What three characteristics do women with many stories usually show? No matter how they pretend, it's useless.

In the process of choosing a spouse, most men want a woman's background and experience to be as simple as possible, because from a man's emotional and psychological point of view, a woman with a "story" represents her rich emotional experience, which is the difference between different men. For men with strong emotional possessiveness, it is difficult for them to convince themselves to accept such a woman.

Furthermore, the core of mutual attraction between men and women lies in the word "hazy", so I want to make it clear because I don't understand it. If women with "stories" have experienced too much, they have already lost their desire and interest in understanding men, while men are still passionately attached to their emotions, and the double-reed drama has become a stand-up comedy, which is the most boring.

Then the problem is coming. Generally speaking, what are the characteristics of women with many stories?

In fact, this problem still has a certain theoretical summary. A woman with many "stories" does have some typical characteristics. To sum up, she often has the following three characteristics, which are naturally manifested. No matter how simple a woman pretends, she can't hide her true self behind her.

First, a high degree of distrust of men, she is always full of negative comments on men.

A woman with many "stories" shows that she has rich experience, but behind her are failures again and again. Many failures made her numb. The most direct manifestation of these women's numb hearts is their high distrust of men. Even if a man treats it wholeheartedly, he may not be able to win her trust 100%.

In her mouth, she always said, "All men are the same. They treat you well at first, hold you in their hands, and when they get it, they start to give up at sixes and sevens." This seemingly incisive summary shows that it is impossible for her to say such a thing without too much experience.

And this kind of words, in turn, will seriously hurt the man in front of him. Maybe men really want to spoil her as a princess instead of forever, but this cold talk that sees through the world of mortals has greatly dampened men's enthusiasm.

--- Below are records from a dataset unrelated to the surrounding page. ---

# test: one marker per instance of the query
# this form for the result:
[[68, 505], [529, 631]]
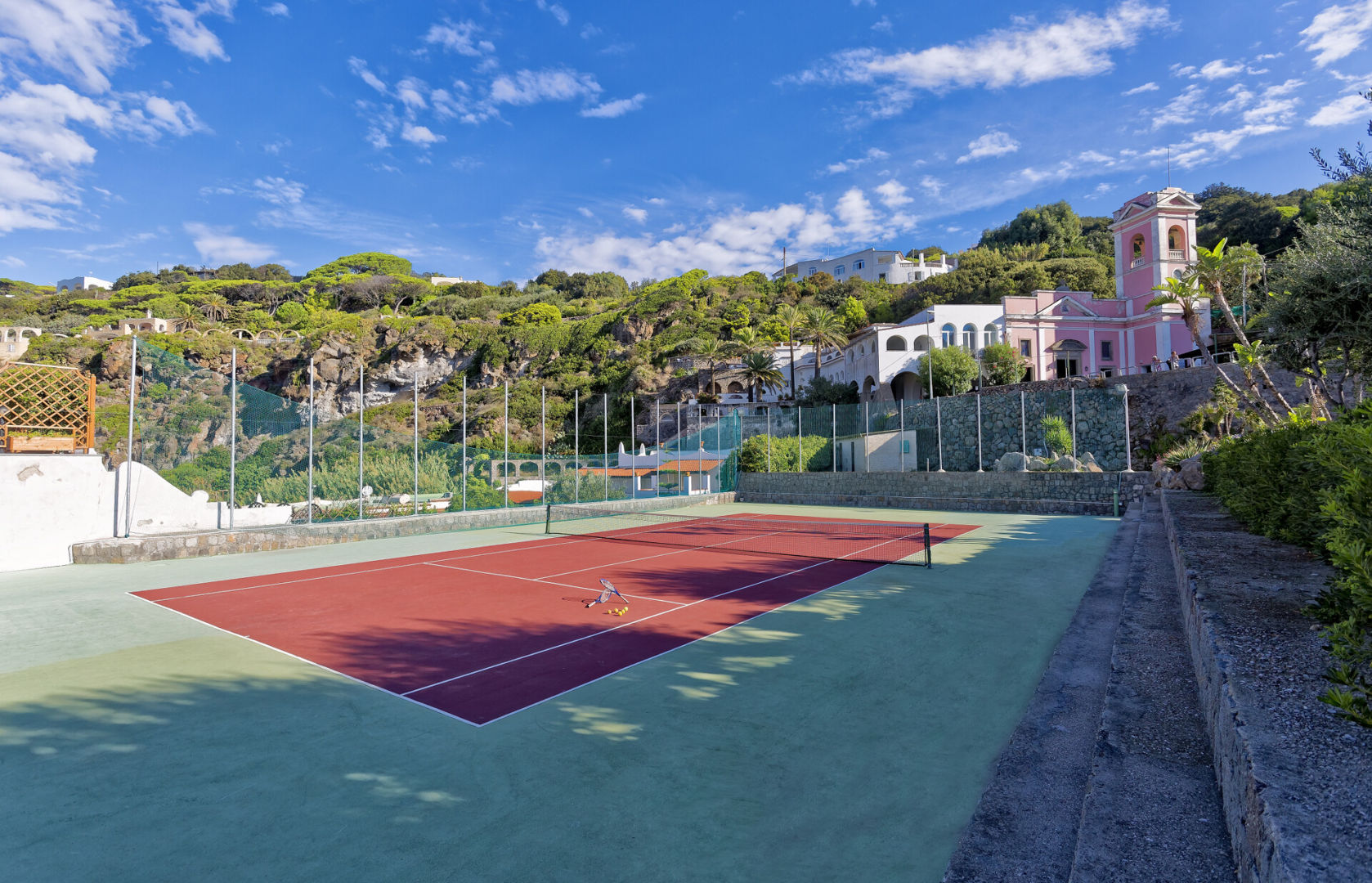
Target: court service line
[[330, 576], [532, 579], [613, 628]]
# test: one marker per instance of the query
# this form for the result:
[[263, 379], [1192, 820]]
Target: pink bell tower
[[1155, 237]]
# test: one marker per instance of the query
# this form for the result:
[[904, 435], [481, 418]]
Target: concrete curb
[[202, 543]]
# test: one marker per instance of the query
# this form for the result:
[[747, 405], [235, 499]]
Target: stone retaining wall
[[1046, 492], [295, 536], [1293, 777]]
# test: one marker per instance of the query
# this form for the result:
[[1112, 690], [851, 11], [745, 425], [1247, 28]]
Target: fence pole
[[507, 467], [1024, 437], [939, 421], [128, 459], [1128, 447], [866, 437], [980, 464], [361, 453], [1074, 421], [576, 443], [464, 443], [833, 435], [234, 431], [416, 441], [309, 502], [902, 406]]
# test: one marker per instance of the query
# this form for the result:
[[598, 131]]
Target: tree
[[854, 314], [823, 329], [792, 321], [954, 370], [1002, 364], [760, 372]]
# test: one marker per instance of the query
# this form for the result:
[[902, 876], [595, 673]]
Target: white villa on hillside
[[884, 358], [872, 265]]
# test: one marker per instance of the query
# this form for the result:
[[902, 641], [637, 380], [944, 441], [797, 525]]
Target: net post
[[361, 451], [128, 458], [309, 500]]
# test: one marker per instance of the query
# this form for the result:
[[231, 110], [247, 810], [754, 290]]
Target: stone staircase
[[1109, 777]]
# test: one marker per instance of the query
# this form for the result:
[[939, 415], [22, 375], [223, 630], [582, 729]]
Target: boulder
[[1014, 461]]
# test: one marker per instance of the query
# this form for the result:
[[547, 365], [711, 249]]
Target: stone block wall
[[1047, 492]]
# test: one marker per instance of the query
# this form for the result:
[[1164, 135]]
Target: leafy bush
[[785, 454]]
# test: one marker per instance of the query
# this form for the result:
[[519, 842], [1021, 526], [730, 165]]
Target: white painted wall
[[51, 500]]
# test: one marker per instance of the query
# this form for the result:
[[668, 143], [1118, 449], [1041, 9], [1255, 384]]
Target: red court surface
[[483, 632]]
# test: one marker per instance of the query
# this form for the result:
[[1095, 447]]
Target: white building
[[873, 265], [83, 283], [884, 360]]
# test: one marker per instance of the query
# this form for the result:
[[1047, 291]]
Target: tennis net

Men may have different feelings for her. Some people really love her, others are hypocritical, but she always has the same negative evaluation of different men, and always thinks that all men in the world are the same. Abundance and repeated failures have made this woman form a negative view of men, and it is difficult for any man to gain her trust.

Second, no amount of surprises can impress her, because these actions are not new to her.

Women like surprises and feelings. In order to cater to women's psychology, many men with high emotional intelligence will buy gifts for women unexpectedly, or take them to a romantic candlelight dinner and so on. If it is a young woman, she will be very excited and moved, which is the normal reaction of most women.

But for a woman with much experience, these scenes are no longer so fresh and moving for her. She not only knows that this is a routine planned by men, but also thinks that these actions of men are too naive and vulgar.

Therefore, if a man finds that some of his carefully planned activities have no effect on women, especially when women see these scenes, but their hearts are calm and wave-free, then he can safely and boldly suspect that the woman in front of him is not new, and she has experienced more such occasions than you think.

What's more, a woman with many "stories" has experienced so many similar occasions before, but she finally broke up. These scenes have actually left an indelible shadow in her heart. The scenes that these men think will produce surprises will evoke sad memories in her heart. Therefore, it is really difficult for a woman with a "story" to stir up ripples in her heart.

Third, she knows more about men than men know about themselves.

In heterosexual communication, we get to know each other out of curiosity, expecting that a woman with a "story" can get to know a man well even if she doesn't have too much contact with him, and once she has a seemingly superficial understanding, she can already get to know a man thoroughly.

At this time, men should never mistake it for meeting intimate friends, and don't meet and hate each other for a long time. This seemingly destiny takes a hand woman may have experienced too many men before. In the process of dealing with different types of men, she gradually accumulated the understanding of different types of men and learned the skills and methods of how to get along with different types of men.

It is no exaggeration to say that this kind of woman with a "story" sometimes knows more about men and herself than men. If she has not experienced too much and the stories are rich and colorful, it is difficult for her to understand and control a man so accurately.

Therefore, when a man sees such a difficult "confidant", he must first control his joy and excitement. What she knows about you is just a summary of what she knows about many men. Only by knowing enough men, can he extract men's sexuality, so that she can target men.